The Spark KNN Learn process type provides the ability to configure and productionize custom Spark K-Nearest Neighbors Learn code into a Syntasa Composer workflow. By configuring this process it is allowing Syntasa to manage the learning on a scheduled basis. A user will find that there are two ways of importing the code:

Paste into a text editor window
Upload a file with the code

After placing the code into text editor, the output locations of the process type will need to be specified.

Once the process is configured and tested it can be deployed to production, and scheduled for Syntasa to run on a scheduled basis.

Process Configuration

There are two screens that need configuring for this process type.

Parameters
Output

Parameters

The Parameters screen is where the actual custom code is imported by either pasting or file upload.

File Upload

Click the icon
A file browser window will appear
Select the file with the code to be imported
Click Open
The contents of the file will be placed in the text editor window
Also, the file name will be displayed just below the "File Upload" heading

Output

Output screen is where the table name, display name, and model name can be defined along with the option to "Load to BQ" when using Google Cloud Platform or "Load to Redshift" when using Amazon Web Services.
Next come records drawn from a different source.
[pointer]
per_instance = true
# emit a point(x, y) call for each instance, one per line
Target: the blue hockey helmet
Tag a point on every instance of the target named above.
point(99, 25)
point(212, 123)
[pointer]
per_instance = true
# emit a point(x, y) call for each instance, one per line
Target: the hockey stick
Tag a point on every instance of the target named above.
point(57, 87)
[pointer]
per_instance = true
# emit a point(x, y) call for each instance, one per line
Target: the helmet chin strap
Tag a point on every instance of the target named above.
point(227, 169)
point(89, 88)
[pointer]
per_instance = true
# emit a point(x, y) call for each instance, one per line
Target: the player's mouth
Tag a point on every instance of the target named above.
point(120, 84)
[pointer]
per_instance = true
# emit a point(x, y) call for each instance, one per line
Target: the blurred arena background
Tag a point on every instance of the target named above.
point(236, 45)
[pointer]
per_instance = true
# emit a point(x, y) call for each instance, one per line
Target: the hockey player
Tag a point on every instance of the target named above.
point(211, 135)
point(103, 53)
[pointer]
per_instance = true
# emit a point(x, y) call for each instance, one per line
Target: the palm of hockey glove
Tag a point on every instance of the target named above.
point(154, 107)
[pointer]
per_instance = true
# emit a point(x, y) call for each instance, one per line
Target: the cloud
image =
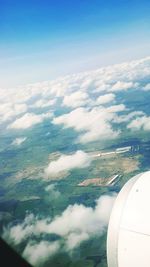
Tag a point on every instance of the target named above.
point(95, 123)
point(42, 103)
point(147, 87)
point(140, 123)
point(76, 99)
point(68, 162)
point(104, 99)
point(39, 253)
point(9, 110)
point(18, 141)
point(51, 190)
point(121, 85)
point(28, 120)
point(76, 224)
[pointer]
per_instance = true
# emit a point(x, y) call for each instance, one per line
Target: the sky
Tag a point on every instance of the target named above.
point(42, 40)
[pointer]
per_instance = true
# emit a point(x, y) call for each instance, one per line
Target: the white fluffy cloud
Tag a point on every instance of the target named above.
point(39, 253)
point(121, 85)
point(76, 99)
point(147, 87)
point(140, 123)
point(68, 162)
point(18, 141)
point(75, 225)
point(9, 110)
point(104, 99)
point(52, 191)
point(28, 120)
point(95, 123)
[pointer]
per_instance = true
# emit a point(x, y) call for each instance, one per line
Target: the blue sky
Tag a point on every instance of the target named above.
point(41, 40)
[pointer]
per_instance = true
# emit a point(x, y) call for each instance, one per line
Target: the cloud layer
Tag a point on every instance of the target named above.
point(75, 225)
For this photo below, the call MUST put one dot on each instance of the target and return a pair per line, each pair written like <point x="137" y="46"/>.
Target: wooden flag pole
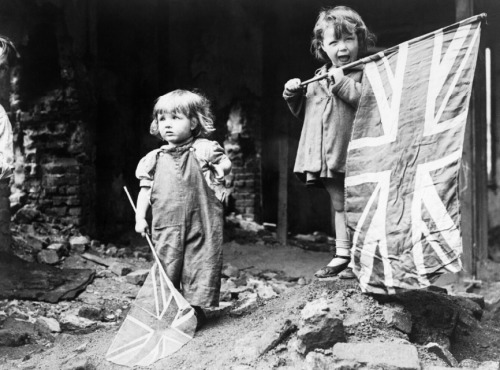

There are three outputs for this process type per the following:

learning_metrics to help provide ability to understand performance
feature_importance
model

Expected Output

The expected out of this process type are the model that is stored in the "Base Path" and the learning_metrics and feature_importance stored in the "Location" that are found on the Output screen. Loading to BQ or Redshift helps to make querying the learning metrics and feature importance easier.